Aquí el sujeto de la oración es el individuo, la persona singular. Esta oración es tanto más auténtica cuanto más espontánea brote del corazón. Las fórmulas que ofrecen los devocionarios e incluso las que ha recogido la tradición, procedentes de tantos ilustres santos y autores espirituales, pueden ser útiles, en la medida en que "el corazón" se identifique con ellas, pero nunca son el elemento fundamental.
La oración litúrgica va por otro camino. Su finalidad no es el "coloquio propio" de los participantes con su Dios, sino el diálogo de la Iglesia con su Esposo; del pueblo de la Nueva Alianza con el Padre; de la comunidad santificada por la sangre de Cristo con su Salvador.
Aquí el sujeto de la oración es la comunidad orante que visibiliza a la Iglesia universal: "Cuando los fieles son convocados y se reúnen para la Liturgia de la Horas, uniendo sus corazones y sus voces visibilizan a la Iglesia, que celebra el misterio de Cristo" (OGLH 22).
Quién reza la Liturgia de las Horas (aunque lo haga en privado) lo hace en nombre de toda la Iglesia, uniéndose a cuantos dispersos por el mundo alaban, dan gracias y suplican al Señor, y contribuyen de modo misterioso y profundo al crecimiento del pueblo de Dios (OGLH 18).
El cambio de perspectiva es total: ya no rezamos "en nombre propio" sino como "miembros de la Iglesia", Esposa que habla al Esposo, asociando a este divino himno de alabanza a la comunidad entera de los hombres.
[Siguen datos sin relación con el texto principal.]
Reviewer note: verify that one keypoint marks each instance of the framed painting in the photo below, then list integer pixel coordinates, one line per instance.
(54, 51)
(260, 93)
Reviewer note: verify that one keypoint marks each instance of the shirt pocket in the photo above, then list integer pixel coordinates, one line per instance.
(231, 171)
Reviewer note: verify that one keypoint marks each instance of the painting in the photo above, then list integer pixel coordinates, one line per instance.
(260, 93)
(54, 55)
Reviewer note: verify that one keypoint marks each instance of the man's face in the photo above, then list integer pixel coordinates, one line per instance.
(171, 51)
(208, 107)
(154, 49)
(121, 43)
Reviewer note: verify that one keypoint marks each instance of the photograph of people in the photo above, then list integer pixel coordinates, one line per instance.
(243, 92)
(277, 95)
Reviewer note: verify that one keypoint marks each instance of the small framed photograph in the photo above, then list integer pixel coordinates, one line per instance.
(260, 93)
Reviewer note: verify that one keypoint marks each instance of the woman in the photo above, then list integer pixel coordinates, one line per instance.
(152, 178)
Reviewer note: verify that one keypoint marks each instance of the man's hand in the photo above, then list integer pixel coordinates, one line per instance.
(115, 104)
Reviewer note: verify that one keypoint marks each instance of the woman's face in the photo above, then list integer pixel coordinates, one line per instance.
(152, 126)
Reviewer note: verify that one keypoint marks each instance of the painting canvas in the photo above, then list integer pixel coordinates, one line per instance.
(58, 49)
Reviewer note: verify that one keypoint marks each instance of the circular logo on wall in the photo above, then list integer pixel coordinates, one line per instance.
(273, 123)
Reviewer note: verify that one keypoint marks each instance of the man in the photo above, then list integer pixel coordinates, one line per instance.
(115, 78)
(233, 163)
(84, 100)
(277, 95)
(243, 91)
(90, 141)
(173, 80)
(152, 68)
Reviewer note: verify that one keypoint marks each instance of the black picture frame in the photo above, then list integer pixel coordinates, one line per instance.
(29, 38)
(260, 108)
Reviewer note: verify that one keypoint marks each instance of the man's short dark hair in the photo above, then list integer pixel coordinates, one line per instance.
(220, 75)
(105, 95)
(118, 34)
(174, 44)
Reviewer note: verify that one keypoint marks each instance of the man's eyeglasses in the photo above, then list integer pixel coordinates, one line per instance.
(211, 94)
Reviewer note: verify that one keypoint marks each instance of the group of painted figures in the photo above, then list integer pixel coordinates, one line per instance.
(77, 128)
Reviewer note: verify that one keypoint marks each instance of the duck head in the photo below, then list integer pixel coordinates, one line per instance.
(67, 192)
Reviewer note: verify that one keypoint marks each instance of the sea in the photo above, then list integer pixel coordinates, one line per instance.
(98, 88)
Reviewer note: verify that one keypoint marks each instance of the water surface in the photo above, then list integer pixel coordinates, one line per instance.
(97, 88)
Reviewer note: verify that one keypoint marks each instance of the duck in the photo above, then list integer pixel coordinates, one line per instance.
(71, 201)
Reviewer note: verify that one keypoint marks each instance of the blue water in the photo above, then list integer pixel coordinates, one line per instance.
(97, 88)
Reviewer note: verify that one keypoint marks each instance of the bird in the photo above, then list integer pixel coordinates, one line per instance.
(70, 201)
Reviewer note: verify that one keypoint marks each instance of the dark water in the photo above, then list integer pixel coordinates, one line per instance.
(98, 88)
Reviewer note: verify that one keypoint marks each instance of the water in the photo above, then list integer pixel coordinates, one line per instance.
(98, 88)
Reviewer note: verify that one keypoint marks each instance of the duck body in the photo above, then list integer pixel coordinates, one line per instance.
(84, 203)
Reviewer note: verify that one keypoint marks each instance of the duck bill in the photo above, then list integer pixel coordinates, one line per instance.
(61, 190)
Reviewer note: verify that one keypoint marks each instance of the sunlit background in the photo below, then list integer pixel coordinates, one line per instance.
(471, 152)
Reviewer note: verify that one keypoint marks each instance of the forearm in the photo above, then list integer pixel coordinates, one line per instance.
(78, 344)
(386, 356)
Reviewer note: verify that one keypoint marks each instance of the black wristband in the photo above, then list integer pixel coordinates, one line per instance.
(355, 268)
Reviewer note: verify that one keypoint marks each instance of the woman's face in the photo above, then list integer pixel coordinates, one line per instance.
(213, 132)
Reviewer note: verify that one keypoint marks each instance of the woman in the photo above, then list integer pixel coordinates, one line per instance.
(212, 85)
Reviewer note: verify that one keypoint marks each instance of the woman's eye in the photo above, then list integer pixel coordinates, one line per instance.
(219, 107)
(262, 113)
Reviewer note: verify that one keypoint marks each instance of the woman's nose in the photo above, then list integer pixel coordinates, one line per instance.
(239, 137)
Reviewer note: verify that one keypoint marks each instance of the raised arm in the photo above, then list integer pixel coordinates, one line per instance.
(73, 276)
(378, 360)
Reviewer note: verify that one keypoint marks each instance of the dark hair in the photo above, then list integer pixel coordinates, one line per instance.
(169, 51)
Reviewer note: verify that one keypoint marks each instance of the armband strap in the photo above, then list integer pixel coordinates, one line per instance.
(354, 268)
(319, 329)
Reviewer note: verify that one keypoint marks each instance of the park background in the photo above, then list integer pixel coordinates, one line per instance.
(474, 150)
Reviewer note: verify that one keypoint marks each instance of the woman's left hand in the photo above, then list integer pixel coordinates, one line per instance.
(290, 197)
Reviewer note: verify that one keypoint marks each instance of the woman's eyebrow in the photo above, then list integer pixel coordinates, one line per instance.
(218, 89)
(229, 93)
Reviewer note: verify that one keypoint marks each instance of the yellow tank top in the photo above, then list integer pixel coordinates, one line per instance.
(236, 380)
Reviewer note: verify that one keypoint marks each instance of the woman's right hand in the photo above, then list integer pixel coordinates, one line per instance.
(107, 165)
Durante siglos y más siglos los fieles han sido estimulados únicamente en la importancia de la oración personal, desconociendo la identidad propia y la finalidad específica de la oración litúrgica ("Distinguir" la oración personal y la oración litúrgica no es "oponerlas": Puesto que la vida de Cristo en su cuerpo místico perfecciona y eleva también la vida propia o personal de todo fiel, debe rechazarse cualquier oposición entre la oración de la Iglesia y la oración personal; e incluso, deben ser reforzadas e incrementadas sus mutuas relaciones (LC 8)).
Este post quiere ayudar a descubrir la identidad propia, "el alma" de la oración litúrgica, llamada hoy, Liturgia de la Horas. El lector ha de darse tiempo y tenerse paciencia. No es posible penetrar la naturaleza específica de la oración eclesial e incorporarse al verdadero espíritu de la Liturgia de las Horas ... "de la noche a la mañana".
El esfuerzo rendirá sus frutos. El orante experimentará que cuando es el Cuerpo del Hijo quien ora, no se separa de su Cabeza, y el mismo Salvador del Cuerpo, nuestro Señor Jesucristo, Hijo de Dios, es el que ora por nosotros, ora en nosotros y es invocado por nosotros. Ora por nosotros como sacerdote nuestro. Ora en nosotros por ser nuestra Cabeza. Es invocado por nosotros como Dios nuestro.
Reconozcamos pues, en él nuestras propias voces y reconozcamos también su voz en nosotros (San Agustín, Comentarios al salmo 85, 1).